Reading from a KNetArray within a GPU kernel function

Is it possible to use KNetArrays from within a custom GPU kernel function? The following MWE fails:

using Knet 
using GPUArrays

knArray = KnetArray(rand(4,4))

function kernel(state, knArray)
    temp = knArray[1]
    return
end

gpu_call(kernel, CuArray(knArray), (knArray,), 1)
Stacktrace:
 [1] _nextind_str at strings/string.jl:141
 [2] nextind at strings/string.jl:137
 [3] _nextind_str at strings/string.jl:141
 [4] _split at strings/util.jl:325
 [5] env_override_minlevel at logging.jl:419
 [6] current_logger_for_env at logging.jl:383
 [7] #find_library#1 at <home>/.julia/packages/CUDAapi/K94wY/src/discovery.jl:37
 [8] find_cuda_library at <home>/.julia/packages/CUDAapi/K94wY/src/discovery.jl:184
 [9] getErrorString at <home>/.julia/packages/Knet/LjPts/src/gpu.jl:350
 [10] _unsafe_copy! at <home>/.julia/packages/Knet/LjPts/src/karray.jl:347
 [11] kernel at <home>/Projects/ML/interface-reconstruction/ML/mwe.jl:7

Following the stacktrace, I see the following call is made when I try to read from the array:

@cudart(cudaMemcpy,(Cptr,Cptr,Csize_t,UInt32),
          pointer(dest,doffs), pointer(src,soffs), n*sizeof(T), 2)

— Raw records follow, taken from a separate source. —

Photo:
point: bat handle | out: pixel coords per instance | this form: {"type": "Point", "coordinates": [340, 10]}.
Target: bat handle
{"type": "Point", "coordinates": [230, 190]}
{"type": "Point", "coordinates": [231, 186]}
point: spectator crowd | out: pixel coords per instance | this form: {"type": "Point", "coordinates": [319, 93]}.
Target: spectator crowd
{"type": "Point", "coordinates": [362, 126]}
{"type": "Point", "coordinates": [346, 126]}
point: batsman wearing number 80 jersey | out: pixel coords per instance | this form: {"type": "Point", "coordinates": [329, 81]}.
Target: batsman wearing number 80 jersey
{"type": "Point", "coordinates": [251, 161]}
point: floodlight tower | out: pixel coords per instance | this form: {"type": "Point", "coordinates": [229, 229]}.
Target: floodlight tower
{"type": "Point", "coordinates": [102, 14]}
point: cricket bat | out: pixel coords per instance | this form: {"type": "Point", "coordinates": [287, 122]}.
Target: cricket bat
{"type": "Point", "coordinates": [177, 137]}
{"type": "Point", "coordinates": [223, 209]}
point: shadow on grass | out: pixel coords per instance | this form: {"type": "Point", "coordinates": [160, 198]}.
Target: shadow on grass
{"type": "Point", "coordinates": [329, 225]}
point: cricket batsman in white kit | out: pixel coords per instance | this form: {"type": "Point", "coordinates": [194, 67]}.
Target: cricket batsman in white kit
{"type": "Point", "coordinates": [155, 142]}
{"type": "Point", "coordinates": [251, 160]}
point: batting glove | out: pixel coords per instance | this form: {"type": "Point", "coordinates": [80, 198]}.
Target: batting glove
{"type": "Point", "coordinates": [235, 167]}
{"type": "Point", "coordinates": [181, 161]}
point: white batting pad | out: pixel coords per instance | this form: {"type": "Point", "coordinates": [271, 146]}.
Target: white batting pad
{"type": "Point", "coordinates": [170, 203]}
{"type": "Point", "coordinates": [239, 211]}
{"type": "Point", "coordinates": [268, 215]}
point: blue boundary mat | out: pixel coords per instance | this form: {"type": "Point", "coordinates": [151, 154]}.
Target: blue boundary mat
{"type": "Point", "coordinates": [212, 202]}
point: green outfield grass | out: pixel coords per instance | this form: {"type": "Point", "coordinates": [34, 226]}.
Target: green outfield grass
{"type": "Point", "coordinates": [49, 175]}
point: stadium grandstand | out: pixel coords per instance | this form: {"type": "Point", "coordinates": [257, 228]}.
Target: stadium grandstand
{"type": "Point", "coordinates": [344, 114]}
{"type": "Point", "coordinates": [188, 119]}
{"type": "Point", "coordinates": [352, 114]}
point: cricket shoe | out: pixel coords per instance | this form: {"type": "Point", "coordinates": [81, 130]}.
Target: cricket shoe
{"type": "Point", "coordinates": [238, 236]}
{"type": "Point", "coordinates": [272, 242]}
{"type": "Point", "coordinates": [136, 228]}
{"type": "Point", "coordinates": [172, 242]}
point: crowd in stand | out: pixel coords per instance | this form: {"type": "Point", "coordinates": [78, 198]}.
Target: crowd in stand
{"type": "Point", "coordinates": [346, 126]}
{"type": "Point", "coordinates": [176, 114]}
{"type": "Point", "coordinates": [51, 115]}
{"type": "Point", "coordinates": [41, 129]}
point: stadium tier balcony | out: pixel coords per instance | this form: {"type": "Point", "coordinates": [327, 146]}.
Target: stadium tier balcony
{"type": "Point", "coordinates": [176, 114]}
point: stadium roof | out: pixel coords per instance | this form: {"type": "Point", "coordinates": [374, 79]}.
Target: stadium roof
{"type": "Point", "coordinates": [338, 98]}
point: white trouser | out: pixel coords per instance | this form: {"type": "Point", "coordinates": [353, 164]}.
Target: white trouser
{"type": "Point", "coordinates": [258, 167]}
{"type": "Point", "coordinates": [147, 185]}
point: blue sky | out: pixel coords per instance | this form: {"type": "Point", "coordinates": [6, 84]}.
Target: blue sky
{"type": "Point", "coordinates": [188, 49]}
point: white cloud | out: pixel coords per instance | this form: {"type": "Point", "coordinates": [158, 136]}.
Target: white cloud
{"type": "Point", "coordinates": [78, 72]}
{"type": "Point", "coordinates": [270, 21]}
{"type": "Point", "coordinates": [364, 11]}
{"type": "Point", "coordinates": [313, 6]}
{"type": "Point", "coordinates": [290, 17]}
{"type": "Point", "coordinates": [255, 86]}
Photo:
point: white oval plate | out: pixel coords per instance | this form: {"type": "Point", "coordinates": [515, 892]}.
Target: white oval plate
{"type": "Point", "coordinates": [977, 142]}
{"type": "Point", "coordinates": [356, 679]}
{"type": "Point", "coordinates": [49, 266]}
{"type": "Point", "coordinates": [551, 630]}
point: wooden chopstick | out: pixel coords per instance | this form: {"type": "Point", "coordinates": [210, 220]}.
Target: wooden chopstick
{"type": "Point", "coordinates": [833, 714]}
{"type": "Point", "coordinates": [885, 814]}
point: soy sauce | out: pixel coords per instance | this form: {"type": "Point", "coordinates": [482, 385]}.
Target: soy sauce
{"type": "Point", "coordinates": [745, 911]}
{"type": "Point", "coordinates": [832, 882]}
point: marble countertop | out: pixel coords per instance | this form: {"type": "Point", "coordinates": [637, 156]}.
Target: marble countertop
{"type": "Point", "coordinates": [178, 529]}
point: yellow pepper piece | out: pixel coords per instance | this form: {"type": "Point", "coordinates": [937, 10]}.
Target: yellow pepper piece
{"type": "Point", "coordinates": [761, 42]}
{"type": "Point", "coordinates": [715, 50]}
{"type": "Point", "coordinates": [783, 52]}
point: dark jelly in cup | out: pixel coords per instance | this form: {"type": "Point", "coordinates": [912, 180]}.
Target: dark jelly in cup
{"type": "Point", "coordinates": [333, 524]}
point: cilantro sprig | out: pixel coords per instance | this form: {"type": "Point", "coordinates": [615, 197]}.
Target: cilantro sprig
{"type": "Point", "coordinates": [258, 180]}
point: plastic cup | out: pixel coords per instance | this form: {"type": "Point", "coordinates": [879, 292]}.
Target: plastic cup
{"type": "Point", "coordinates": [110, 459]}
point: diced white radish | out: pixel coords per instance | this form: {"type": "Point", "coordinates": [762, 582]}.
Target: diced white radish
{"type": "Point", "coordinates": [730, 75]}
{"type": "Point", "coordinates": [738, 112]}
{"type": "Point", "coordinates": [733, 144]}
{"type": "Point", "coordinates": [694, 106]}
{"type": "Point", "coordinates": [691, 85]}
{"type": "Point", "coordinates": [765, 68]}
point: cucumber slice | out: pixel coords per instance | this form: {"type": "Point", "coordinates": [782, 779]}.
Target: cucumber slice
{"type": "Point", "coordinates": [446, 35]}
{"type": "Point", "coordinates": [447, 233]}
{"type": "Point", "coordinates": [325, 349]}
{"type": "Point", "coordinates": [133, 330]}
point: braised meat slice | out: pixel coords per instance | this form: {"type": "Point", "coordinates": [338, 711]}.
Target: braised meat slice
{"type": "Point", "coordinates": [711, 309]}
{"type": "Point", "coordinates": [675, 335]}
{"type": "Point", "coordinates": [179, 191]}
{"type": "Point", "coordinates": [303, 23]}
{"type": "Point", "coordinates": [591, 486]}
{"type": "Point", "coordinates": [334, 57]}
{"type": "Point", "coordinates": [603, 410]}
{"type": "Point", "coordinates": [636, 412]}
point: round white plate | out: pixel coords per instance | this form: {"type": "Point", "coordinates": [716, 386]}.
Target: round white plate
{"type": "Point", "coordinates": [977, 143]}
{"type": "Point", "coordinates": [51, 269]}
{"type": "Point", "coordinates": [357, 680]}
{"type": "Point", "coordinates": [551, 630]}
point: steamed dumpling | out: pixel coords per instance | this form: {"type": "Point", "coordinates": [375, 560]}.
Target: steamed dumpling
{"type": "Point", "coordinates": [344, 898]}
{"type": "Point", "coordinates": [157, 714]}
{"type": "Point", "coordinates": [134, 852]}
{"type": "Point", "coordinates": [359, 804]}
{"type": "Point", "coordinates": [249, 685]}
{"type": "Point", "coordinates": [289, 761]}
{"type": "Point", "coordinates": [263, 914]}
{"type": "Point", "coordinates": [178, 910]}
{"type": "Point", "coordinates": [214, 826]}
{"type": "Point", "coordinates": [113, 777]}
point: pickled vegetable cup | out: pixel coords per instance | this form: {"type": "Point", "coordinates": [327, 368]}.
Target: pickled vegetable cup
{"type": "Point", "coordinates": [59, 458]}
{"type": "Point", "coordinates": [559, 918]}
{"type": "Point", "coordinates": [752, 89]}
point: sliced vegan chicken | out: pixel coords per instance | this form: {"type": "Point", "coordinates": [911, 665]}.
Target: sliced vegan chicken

I’m not exactly sure what this is doing, but it looks to me like it may be trying to call a separate kernel to copy the value, which would explain why it’s failing.

I suspect this is a misuse of KNetArrays on my part, but I can’t figure out how to get around the need to write a custom kernel in my particular case, and I need it to operate on the data in a KNetArray. The kernel is part of the final layer of a CNN.

Thanks for any help you can give me.